I get it when my friends express amazement and, silently, pity when learning that we are raising a toddler and infant on a sailboat. Space is tight. Toys are kept minimal. Braca has learned that only one set of toys comes out at a time because there are no corners for typically toddler chaos. There are no “silent spaces.” Ayla has adjusted to sleeping with the roar of an engine or toddler in her ear. Literally. We eat, sleep, play, and work all within a 50-foot space. Fifty feet divided by two bedrooms, a kitchen, a bathroom, a dining and living room, a work shop/engine room, a few cupboards and a closet, divided again by four active bodies, equates to half a cubic square per person at any given time. I get why friends look at me in a “thank god it’s not me” expression. At times on passage it is akin to living in the world’s smallest apartment, locking the door and throwing out the key.

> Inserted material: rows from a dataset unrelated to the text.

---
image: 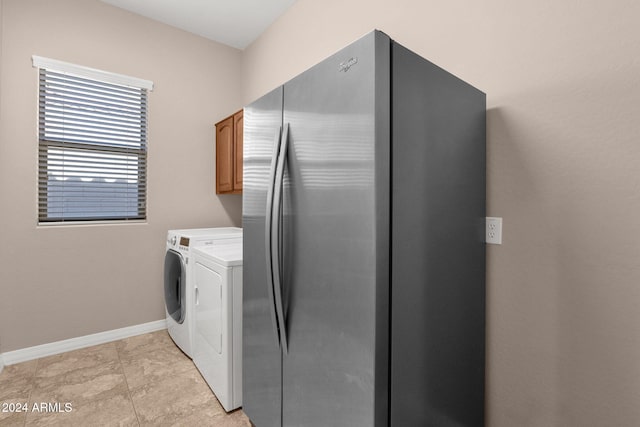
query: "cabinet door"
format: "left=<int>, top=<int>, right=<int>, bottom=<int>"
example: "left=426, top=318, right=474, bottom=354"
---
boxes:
left=233, top=110, right=244, bottom=193
left=216, top=116, right=234, bottom=194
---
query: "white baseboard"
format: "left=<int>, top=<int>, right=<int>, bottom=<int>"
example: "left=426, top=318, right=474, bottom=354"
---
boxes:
left=0, top=319, right=167, bottom=371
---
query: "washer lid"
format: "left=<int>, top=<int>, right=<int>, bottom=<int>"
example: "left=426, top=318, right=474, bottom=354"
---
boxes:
left=167, top=227, right=242, bottom=238
left=193, top=242, right=242, bottom=267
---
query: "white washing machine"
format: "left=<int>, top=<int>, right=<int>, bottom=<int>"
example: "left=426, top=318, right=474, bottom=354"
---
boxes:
left=193, top=239, right=242, bottom=412
left=164, top=227, right=242, bottom=358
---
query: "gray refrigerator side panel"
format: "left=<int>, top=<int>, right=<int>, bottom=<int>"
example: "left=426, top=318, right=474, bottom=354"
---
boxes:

5. Connoisseur’s Courtship: Cruising brings you to an entirely different level in your relationship with food. There are many people who have a great affection for food, but no one has ever courted food like a yachtie. Our relationship is physical. We don’t buy it at the grocery store and toss it in the fridge. We search for it like we are on a quest for long-lost treasure. We map it out on parchment and spend limitless time playing Hide and Seek. Rarely is a one-stop shop on offer. You have to search the town for a fresh market, a canned-food supplier, a butcher, a baker, a cheese shop, and a liquor store. Food is collected in bits and bobs. We are the modern day foragers and gatherers.

After spending all this time searching for these nutritional treasures, there isn’t a vast fridge to shove it all into. You have to select the bare minimum temperature requirements of each item and sort it accordingly. With a fridge and freezer each the size of a miniature beer cooler, competition for cold air is fierce. What doesn’t go into the fridge must withstand humidity and heat. Often a provision run must last months, so the lifespan of your fruit and veggies is critical. As a result, you coddle it and wrap it in cotton wool. We spend days searching for it and once located, attend to it like a first-born. Ancient methods of preservation are learned and implemented. Eggs are tended to and lovingly rotated each day, like Mother Hen, done so they will last months unrefrigerated. Carrots and green beans are individually washed and dried and wrapped into bags, the cycle repeated daily to protect it from moisture and rot. Potatoes and apples cohabitate, extending their freshness for weeks. Onions are individually wrapped in kitchen paper and only the dirtiest potatoes are selected as they take the longest to age. Bay leaves are tucked into all the bulk stores, fending off weevils and other unwanted pests. All this time and attention may sound endearing and sweet, however it is a relationship born out of necessity.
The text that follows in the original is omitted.